Ujjayi breath is characterized by a sound that results from closing the vocal cords a tiny bit while continuing to keep the tongue quiet and the lips softly closed. The breath makes a smooth, aspirate sound both as you inhale and as you exhale. It sounds almost as if you were whispering the word ah with your lips closed. As we know, whispering can be intimate. When you are close to someone, you don’t shout, and the ujjayi breath has the same intimate quality, as if you were whispering to your beloved. Listen for that sound and strengthen the breath, directing it with intention to be smooth, easy, and even. It is not simply a matter of letting the breath come and go in whatever pattern it happens to take, correct ujjayi breathing depends on a nonforced effort that, like a metronome, keeps the pace and tone of the breath consistent. This resonance of the breath is the mantra of ujjayi breathing and Ujjayi Pranayama, and 99 percent of this breathing technique is opening the ears and listening to that sound. It sounds very much like gas leaking through a valve, which technically it is. You could imagine the sound to be water running through pipes, wind in the trees, or the distant breaking of ocean waves on the shore.

Ujjayi means an upwardly triumphant or victorious breath.
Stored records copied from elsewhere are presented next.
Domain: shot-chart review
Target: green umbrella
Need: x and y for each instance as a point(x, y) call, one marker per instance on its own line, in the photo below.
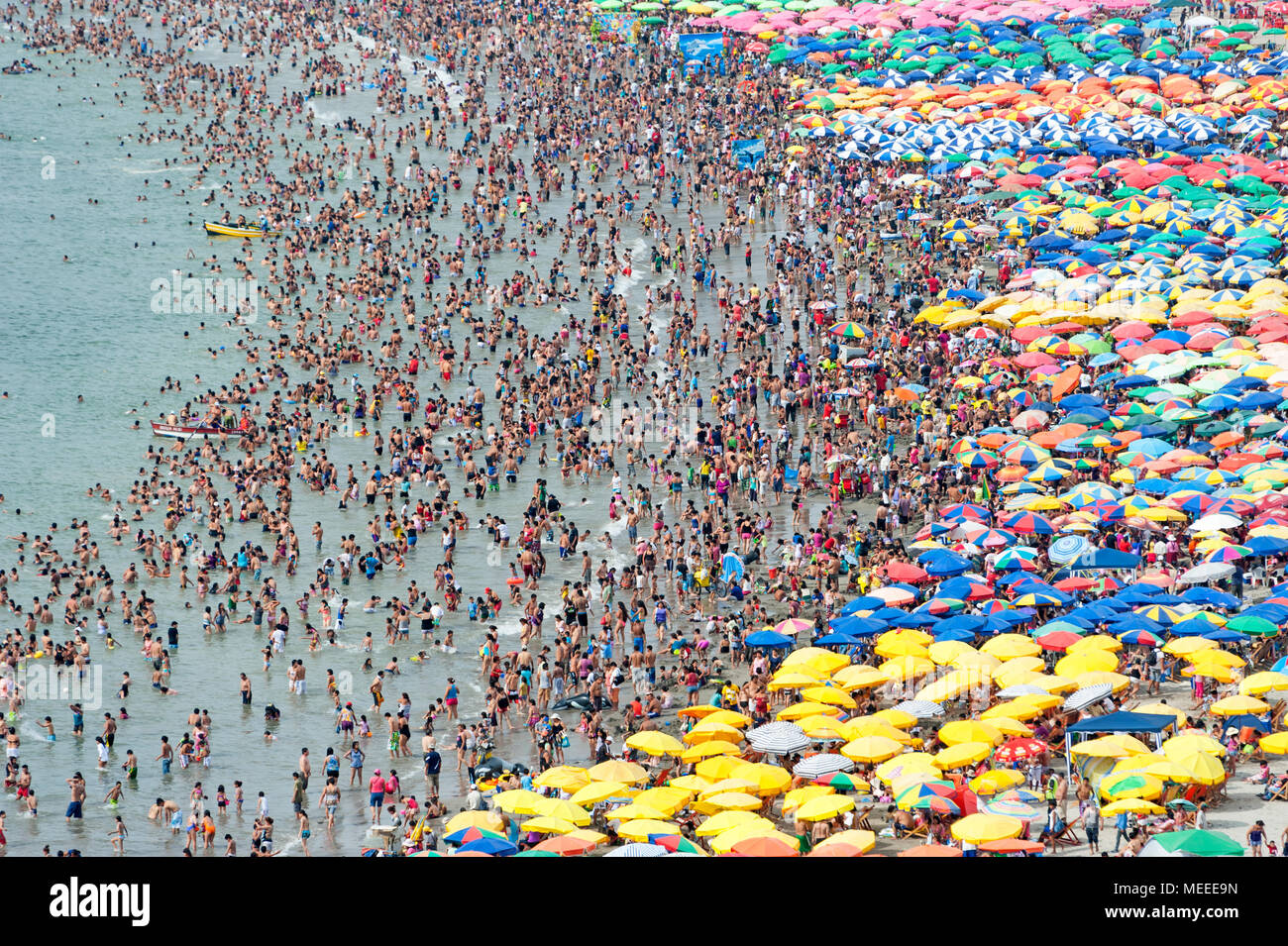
point(1252, 624)
point(1198, 843)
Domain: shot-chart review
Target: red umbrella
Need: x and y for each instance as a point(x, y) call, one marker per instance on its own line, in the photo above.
point(1013, 846)
point(1057, 640)
point(906, 572)
point(931, 851)
point(1076, 584)
point(1020, 748)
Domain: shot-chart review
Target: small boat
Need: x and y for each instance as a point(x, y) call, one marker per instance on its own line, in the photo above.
point(185, 430)
point(244, 232)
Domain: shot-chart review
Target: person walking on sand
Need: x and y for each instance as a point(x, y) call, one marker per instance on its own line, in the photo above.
point(1256, 837)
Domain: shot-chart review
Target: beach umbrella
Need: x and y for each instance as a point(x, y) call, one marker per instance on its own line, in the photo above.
point(482, 820)
point(618, 771)
point(655, 743)
point(638, 850)
point(979, 829)
point(1192, 843)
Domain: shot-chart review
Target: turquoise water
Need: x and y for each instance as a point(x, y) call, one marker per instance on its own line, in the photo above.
point(84, 349)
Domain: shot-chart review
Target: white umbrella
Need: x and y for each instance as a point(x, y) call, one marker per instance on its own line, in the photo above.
point(1206, 572)
point(823, 765)
point(1216, 523)
point(922, 709)
point(1021, 690)
point(1080, 699)
point(638, 850)
point(778, 738)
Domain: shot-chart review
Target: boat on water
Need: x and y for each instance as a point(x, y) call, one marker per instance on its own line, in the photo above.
point(185, 430)
point(244, 232)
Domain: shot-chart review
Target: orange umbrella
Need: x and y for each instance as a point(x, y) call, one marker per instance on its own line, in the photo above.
point(764, 846)
point(931, 851)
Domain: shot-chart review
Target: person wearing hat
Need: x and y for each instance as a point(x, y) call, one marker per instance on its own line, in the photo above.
point(376, 787)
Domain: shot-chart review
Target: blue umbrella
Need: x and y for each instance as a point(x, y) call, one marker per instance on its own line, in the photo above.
point(490, 846)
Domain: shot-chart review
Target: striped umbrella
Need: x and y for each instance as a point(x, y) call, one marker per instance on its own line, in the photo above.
point(638, 850)
point(822, 765)
point(778, 738)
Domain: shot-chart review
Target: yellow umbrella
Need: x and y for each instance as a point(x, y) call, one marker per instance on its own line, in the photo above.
point(1009, 727)
point(793, 680)
point(600, 791)
point(1010, 646)
point(771, 779)
point(616, 770)
point(655, 743)
point(563, 809)
point(969, 731)
point(722, 843)
point(632, 812)
point(1095, 643)
point(1276, 743)
point(702, 751)
point(1212, 671)
point(896, 717)
point(799, 710)
point(962, 755)
point(1192, 742)
point(1115, 745)
point(518, 802)
point(549, 825)
point(567, 778)
point(907, 667)
point(1235, 705)
point(825, 662)
point(996, 781)
point(1086, 662)
point(901, 646)
point(1017, 665)
point(729, 784)
point(980, 829)
point(728, 820)
point(871, 749)
point(824, 808)
point(709, 731)
point(906, 764)
point(1202, 768)
point(691, 783)
point(875, 726)
point(825, 727)
point(1218, 657)
point(798, 796)
point(1132, 806)
point(861, 839)
point(829, 695)
point(726, 717)
point(859, 678)
point(1265, 681)
point(668, 798)
point(719, 766)
point(640, 829)
point(485, 820)
point(1116, 681)
point(725, 800)
point(952, 686)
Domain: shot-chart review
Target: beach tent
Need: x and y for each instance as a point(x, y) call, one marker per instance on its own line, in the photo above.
point(1122, 721)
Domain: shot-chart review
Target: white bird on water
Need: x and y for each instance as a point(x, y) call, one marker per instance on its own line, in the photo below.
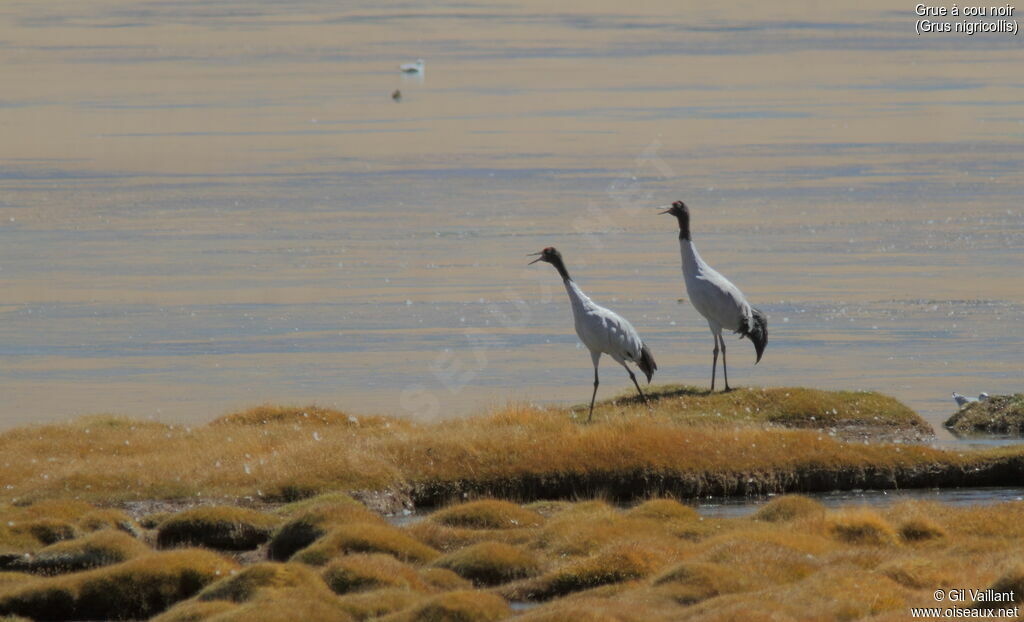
point(717, 298)
point(963, 401)
point(602, 330)
point(413, 68)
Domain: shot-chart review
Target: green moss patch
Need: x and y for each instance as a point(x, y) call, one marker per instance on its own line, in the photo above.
point(220, 527)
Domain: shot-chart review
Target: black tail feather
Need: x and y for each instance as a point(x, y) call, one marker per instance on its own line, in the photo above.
point(757, 332)
point(646, 362)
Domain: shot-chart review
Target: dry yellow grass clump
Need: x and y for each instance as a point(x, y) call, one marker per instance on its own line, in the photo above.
point(220, 527)
point(583, 561)
point(98, 548)
point(314, 517)
point(491, 563)
point(487, 513)
point(788, 507)
point(457, 606)
point(263, 591)
point(692, 443)
point(133, 589)
point(374, 571)
point(361, 538)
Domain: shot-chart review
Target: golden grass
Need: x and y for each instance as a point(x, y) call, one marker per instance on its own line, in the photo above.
point(137, 588)
point(487, 513)
point(788, 507)
point(372, 571)
point(267, 591)
point(99, 548)
point(379, 603)
point(221, 527)
point(861, 527)
point(312, 519)
point(456, 607)
point(586, 561)
point(692, 443)
point(366, 538)
point(617, 563)
point(664, 509)
point(491, 563)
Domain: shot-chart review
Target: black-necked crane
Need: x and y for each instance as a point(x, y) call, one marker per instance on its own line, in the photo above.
point(601, 330)
point(717, 298)
point(963, 401)
point(414, 68)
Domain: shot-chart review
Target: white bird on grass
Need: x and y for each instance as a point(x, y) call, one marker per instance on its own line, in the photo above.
point(413, 68)
point(717, 298)
point(601, 330)
point(963, 401)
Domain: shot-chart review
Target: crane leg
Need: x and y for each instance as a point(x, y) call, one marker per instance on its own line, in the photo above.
point(593, 396)
point(725, 369)
point(714, 362)
point(637, 384)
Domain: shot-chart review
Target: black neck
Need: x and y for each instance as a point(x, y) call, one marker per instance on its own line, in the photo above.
point(557, 262)
point(684, 226)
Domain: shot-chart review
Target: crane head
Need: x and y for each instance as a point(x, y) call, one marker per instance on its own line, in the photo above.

Esoterically, ujjayi is when the internal Prana wakes up and victoriously shoots up the central channel of the body to stand on the crown of your head as in Samasthitih(Equal Standing). That’s true Ujjayi Pranayama which may come to you one day. In the meantime, just make some noise with your breath.
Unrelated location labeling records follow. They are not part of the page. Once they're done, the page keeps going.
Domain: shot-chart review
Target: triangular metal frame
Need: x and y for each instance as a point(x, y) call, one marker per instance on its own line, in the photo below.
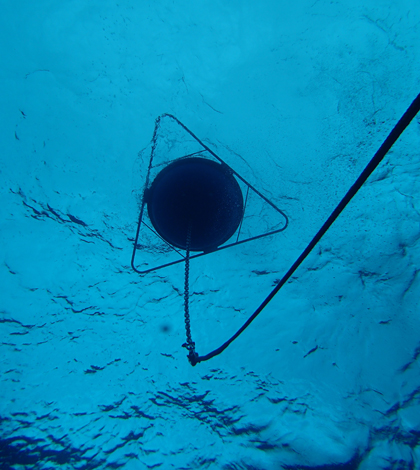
point(200, 153)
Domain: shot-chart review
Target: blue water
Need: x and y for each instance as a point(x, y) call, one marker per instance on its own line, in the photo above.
point(295, 97)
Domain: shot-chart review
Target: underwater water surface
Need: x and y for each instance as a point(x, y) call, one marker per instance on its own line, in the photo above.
point(295, 97)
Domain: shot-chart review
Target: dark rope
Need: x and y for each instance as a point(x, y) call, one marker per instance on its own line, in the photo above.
point(408, 116)
point(190, 345)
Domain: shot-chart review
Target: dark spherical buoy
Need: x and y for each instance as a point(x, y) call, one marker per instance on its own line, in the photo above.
point(199, 192)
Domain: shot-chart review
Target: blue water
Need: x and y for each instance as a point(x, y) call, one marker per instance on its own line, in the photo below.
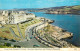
point(68, 22)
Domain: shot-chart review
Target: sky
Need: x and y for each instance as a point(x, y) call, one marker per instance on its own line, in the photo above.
point(11, 4)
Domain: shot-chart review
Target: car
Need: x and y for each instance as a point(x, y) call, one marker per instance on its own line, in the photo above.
point(36, 45)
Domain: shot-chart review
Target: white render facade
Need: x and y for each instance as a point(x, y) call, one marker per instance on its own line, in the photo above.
point(17, 18)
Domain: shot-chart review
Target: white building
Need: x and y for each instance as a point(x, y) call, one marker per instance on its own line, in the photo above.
point(17, 18)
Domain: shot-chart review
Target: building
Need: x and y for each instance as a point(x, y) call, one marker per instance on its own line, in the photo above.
point(14, 17)
point(19, 17)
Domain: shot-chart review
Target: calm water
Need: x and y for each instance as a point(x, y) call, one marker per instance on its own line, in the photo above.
point(68, 22)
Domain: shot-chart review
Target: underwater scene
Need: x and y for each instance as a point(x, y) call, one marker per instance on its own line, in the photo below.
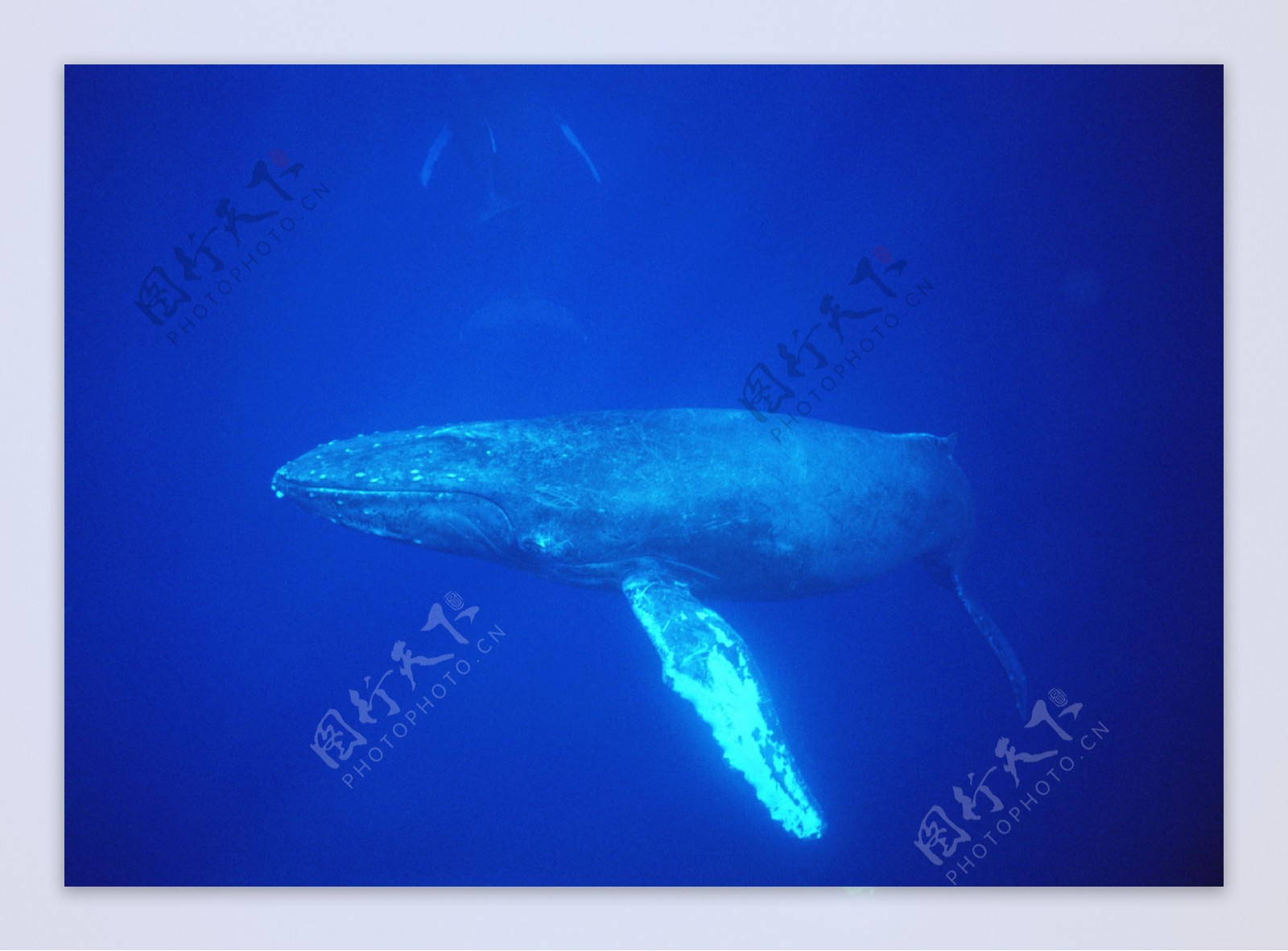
point(643, 476)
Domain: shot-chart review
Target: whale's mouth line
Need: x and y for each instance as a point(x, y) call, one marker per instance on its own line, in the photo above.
point(315, 490)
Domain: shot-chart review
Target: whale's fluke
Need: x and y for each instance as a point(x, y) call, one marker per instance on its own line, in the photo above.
point(706, 663)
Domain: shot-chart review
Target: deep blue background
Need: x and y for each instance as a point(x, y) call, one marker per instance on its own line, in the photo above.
point(1071, 221)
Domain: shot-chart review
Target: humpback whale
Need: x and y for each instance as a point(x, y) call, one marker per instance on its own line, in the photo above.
point(671, 508)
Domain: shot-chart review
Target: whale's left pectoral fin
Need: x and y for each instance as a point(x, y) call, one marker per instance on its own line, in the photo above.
point(708, 664)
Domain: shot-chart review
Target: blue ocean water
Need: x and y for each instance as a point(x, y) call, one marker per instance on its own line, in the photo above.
point(262, 259)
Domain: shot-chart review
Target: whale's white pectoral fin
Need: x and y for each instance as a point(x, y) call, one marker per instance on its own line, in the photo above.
point(708, 664)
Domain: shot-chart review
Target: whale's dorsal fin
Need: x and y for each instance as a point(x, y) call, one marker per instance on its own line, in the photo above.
point(706, 663)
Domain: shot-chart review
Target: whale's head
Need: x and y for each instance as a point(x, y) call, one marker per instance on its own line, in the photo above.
point(442, 489)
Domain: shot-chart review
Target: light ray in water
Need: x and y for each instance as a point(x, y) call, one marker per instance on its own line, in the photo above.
point(576, 143)
point(435, 151)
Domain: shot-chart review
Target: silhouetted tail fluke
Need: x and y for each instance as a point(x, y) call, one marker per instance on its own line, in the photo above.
point(1001, 648)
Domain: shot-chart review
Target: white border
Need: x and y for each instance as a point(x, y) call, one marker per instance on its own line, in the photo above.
point(36, 912)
Every time we inhale, we concentrate on the residue of the exhalation, and every time we exhale, we focus on the essence of the inhalation. The heart is the radiant point of the inhaling breath, and the overall physical pattern is an upward, spreading, and floating pattern. The exhaling pattern is perceived in the body as a downward, contracting grounding feeling-like water running to earth-with its seed-point at the center of the pelvic floor. When we inhale, we pull the attention of the mind like a thread up through the seed of the exhalation at the middle of the pelvic floor. When we exhale, we release the upper back of the palate to keep the heart open. We concentrate on the smooth, whispering sound and the physical feelings and sensations associated with each phase of this pattern of breath, in addition to the moments of transition-the gaps-as we move from in-breath to out-breath and back again. Feeling the pouring of the apana into the prana and the prana into the apana is contemplative, subtle and wonderful. This is pranayama practice, the whole thing is right here.

During our asana practice, having established the form, flow, and sound of the ujjayi breath, we learn to move in conjunction with the breath. While transitioning in and out of asanas, we consciously practice the inhalation during expansive movements like lifting the arms overhead or moving up and out of a pose. Conversely, we practice more rooted and contracting movements like folding forward, curling the spine, or twisting in conjunction with the exhalation. After getting into a pose, we typically hold it for five full rounds of breath(though for finishing poses and under certain circumstances, we may hold for longer) before again moving on the wave of breath to initiate a smooth shift as we inhale into the next movement within the vinyasa of the pose and sequence. After practicing asanas for some time in this manner, the patterns of breath and the physical movements associated with both inhaling and exhaling deep within the body become intuitively felt, and these flowing patterns reflexively manifest in our external movements. The effect is astonishing. As we move in and out of poses in union with the breath, we may experience a sense of seamlessly joining our inner world with the external world of perception and our interactions with others. As we do, the practice takes on a deeply meditative quality.